The crescendo and sustain sliders can be used to alter the attack and decay rates of the viola and violin registers and also have some minor effect on the other registers.

The viola and violin are the core string sounds of the unit. Brass and horn are also very nice and soft sounds which may be blended with the viola and violin sounds to create subtle sound differences.

The modulation button can be used to turn off the built-in chorus effect. I think nobody will do this, for the stereo chorus of the ensemble is what makes this machine sound so very wonderful!

It has stereo high outputs, mono low and high outputs, AC. trigger and DC. gate outputs and a connection for a proprietary expression pedal. The pedal is of the type with a light bulb and a photo resistor. Don't connect a standard keyboard expression pedal for you might damage your ensemble by doing so.

Sound samples

I have recorded some sound samples to give you an idea of the sound of this machine. Maybe you are considering to buy a second hand one etc. Then these fragments may help you decide.

Modulation demonstration

This sound starts with a viola and modulation off.

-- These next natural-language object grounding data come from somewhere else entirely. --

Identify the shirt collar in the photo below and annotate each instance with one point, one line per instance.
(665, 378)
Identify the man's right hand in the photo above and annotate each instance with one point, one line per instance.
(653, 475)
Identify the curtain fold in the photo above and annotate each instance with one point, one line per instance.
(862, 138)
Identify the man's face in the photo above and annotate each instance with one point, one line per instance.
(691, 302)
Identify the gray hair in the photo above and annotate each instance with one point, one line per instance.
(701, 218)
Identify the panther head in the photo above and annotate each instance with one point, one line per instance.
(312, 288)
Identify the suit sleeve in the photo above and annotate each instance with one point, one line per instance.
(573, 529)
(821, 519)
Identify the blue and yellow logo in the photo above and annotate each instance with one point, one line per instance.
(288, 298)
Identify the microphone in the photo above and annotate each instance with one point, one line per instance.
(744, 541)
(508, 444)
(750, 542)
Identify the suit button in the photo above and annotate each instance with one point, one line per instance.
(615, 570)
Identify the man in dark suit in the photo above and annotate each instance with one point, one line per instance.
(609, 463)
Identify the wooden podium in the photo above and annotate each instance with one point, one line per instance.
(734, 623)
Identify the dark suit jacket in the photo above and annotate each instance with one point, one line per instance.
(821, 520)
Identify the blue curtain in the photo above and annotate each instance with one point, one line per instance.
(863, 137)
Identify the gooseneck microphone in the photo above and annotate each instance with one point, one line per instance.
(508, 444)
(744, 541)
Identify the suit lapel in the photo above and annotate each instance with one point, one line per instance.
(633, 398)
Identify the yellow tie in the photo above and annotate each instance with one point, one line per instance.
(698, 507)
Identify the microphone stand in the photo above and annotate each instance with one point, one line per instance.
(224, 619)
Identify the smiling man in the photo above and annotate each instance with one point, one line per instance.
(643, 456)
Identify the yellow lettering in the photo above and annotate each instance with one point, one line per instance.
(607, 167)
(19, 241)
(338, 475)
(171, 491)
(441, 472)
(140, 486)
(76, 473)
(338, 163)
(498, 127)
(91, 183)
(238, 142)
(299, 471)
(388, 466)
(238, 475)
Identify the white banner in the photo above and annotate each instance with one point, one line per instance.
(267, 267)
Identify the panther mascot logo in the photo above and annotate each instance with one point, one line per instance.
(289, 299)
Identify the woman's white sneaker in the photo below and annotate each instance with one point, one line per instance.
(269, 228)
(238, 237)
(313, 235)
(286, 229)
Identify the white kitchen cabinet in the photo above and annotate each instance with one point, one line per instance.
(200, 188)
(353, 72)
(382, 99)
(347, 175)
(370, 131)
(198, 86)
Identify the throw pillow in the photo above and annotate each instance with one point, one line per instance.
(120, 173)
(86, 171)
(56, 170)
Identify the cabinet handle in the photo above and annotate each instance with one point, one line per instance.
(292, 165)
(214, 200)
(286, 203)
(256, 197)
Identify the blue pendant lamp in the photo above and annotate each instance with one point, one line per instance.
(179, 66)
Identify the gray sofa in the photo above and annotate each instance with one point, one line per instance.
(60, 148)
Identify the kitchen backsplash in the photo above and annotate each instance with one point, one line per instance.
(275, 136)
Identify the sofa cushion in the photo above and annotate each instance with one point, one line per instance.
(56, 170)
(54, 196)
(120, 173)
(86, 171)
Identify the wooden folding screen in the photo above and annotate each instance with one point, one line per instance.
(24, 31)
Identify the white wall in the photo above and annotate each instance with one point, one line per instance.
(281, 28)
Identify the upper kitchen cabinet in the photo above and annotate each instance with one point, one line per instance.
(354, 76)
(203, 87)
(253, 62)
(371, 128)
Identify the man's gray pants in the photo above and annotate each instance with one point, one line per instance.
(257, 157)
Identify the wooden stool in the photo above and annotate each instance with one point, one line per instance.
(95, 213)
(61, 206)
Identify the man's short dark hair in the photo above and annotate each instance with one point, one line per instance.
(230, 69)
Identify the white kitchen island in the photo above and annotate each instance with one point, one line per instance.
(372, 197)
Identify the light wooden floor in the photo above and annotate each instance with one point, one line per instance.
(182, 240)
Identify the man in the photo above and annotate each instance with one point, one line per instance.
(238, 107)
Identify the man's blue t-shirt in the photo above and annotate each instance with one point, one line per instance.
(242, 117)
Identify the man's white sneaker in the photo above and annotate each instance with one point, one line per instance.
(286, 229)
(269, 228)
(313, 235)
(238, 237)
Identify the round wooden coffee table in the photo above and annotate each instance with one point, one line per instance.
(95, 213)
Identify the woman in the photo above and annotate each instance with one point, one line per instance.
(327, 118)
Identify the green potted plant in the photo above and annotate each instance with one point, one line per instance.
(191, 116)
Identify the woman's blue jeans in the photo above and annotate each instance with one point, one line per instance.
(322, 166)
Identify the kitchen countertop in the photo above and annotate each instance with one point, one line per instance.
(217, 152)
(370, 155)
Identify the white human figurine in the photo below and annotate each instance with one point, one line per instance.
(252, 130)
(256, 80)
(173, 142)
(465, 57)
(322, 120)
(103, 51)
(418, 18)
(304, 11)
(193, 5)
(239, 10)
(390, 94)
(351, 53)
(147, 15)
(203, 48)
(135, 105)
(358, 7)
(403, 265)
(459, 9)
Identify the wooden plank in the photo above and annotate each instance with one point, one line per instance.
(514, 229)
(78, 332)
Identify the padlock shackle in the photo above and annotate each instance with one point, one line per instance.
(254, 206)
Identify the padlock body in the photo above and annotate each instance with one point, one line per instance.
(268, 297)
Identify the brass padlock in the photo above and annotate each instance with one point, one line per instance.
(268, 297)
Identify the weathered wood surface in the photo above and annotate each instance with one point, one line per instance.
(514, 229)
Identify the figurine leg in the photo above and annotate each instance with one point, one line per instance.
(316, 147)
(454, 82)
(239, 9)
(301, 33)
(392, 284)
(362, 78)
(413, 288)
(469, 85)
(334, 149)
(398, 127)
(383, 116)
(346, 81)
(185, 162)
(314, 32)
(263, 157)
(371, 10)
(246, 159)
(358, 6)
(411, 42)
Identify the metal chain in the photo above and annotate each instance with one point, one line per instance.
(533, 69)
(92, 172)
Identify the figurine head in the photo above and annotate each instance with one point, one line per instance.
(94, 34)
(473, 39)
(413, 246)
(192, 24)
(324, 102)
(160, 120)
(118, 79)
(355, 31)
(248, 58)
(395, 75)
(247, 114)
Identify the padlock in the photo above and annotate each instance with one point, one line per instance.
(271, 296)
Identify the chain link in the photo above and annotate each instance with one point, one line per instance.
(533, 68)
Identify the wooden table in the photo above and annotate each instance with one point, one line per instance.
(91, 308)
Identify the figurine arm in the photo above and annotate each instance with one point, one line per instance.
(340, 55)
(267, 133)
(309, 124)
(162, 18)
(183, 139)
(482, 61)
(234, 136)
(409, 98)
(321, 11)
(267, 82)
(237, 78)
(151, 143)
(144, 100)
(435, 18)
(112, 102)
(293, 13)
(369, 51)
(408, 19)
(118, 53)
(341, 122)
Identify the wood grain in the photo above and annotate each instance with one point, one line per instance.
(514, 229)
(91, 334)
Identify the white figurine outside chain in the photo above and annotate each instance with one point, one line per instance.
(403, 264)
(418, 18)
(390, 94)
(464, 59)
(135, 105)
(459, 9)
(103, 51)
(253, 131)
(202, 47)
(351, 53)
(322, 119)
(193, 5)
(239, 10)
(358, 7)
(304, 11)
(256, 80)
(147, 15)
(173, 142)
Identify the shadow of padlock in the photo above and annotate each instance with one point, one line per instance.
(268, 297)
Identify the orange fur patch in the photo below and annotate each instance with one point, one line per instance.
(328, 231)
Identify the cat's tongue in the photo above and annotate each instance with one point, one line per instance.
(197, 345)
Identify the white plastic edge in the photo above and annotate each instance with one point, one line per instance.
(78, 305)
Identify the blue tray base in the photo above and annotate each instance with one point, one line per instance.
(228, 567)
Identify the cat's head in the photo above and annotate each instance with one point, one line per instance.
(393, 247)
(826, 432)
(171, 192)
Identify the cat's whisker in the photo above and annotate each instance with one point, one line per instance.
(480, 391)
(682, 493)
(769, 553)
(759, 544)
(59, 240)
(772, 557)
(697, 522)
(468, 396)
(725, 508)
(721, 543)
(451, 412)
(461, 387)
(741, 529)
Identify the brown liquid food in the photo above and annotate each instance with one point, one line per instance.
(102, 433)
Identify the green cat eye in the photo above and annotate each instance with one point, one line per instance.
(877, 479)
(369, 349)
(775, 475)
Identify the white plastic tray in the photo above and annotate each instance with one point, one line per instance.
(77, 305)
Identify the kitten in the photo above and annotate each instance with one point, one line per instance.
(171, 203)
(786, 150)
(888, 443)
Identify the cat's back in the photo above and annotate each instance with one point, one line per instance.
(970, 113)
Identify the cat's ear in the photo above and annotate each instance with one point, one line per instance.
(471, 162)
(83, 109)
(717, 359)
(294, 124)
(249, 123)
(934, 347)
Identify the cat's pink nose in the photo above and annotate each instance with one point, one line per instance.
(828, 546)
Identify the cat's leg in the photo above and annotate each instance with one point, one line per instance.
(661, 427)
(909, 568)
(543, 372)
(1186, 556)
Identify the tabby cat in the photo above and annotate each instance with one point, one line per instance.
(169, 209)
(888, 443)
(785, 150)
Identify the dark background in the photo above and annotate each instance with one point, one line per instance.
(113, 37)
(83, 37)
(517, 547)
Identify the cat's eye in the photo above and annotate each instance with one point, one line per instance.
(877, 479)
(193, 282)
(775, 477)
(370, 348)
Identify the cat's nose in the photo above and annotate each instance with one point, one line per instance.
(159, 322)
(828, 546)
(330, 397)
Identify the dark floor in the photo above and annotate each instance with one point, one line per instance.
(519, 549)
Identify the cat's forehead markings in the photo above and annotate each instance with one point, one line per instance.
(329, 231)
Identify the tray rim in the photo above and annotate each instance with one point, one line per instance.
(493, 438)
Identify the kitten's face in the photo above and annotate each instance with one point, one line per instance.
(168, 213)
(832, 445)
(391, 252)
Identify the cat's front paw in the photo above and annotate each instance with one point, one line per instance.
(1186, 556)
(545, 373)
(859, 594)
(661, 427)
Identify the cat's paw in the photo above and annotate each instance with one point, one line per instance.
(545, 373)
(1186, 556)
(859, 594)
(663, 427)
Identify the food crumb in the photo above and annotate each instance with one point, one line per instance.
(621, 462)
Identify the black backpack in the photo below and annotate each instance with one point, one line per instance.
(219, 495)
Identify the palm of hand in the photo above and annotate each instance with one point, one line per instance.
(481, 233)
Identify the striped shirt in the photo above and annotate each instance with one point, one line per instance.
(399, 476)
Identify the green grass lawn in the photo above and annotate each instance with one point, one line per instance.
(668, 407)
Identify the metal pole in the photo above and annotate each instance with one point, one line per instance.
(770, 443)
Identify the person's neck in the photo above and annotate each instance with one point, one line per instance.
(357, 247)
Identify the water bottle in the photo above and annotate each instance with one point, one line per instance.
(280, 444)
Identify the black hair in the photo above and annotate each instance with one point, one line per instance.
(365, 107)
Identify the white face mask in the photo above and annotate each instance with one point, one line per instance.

I play a D minor chord and turn on the chorus after a few seconds. The effect is stunning!

Note: some minor glitches can be heard, this is a recording error, not a property of the instrument. Unfortunately, I do not have time to redo the recording.

Modulation demonstration

Crescendo / sustain range

I play a D minor chord with the viola sound. The first chord is played with crescendo and sustain set to minimum, the second to maximum.

Crescendo/sustain range demonstration

Viola, violin, cello and bass

The sample starts with a D minor chord using only the viola; after a few seconds, the violin is turned on. Then a bass line is played using first the cello and then the contra bass.

Viola, violin, cello and bass

Brass and horn

These two sound samples demonstrate the brass and horn sounds, which are in fact quite nice sounds, too.

Brass Horn


During the last years, I got several requests for schematics, spare parts, etc. so I put up the stuff that I know here for your convenience.

Schematics of the newer (MK2) version

(thanks to Ken Gans/Maarten Burgers for passing on the schematics).

For spare parts and other technical questions, please contact:

Orgelservice de Bruijn

It is run by a former Eminent employee. I once ordered a spare key for my Solina, a bit expensive but it works.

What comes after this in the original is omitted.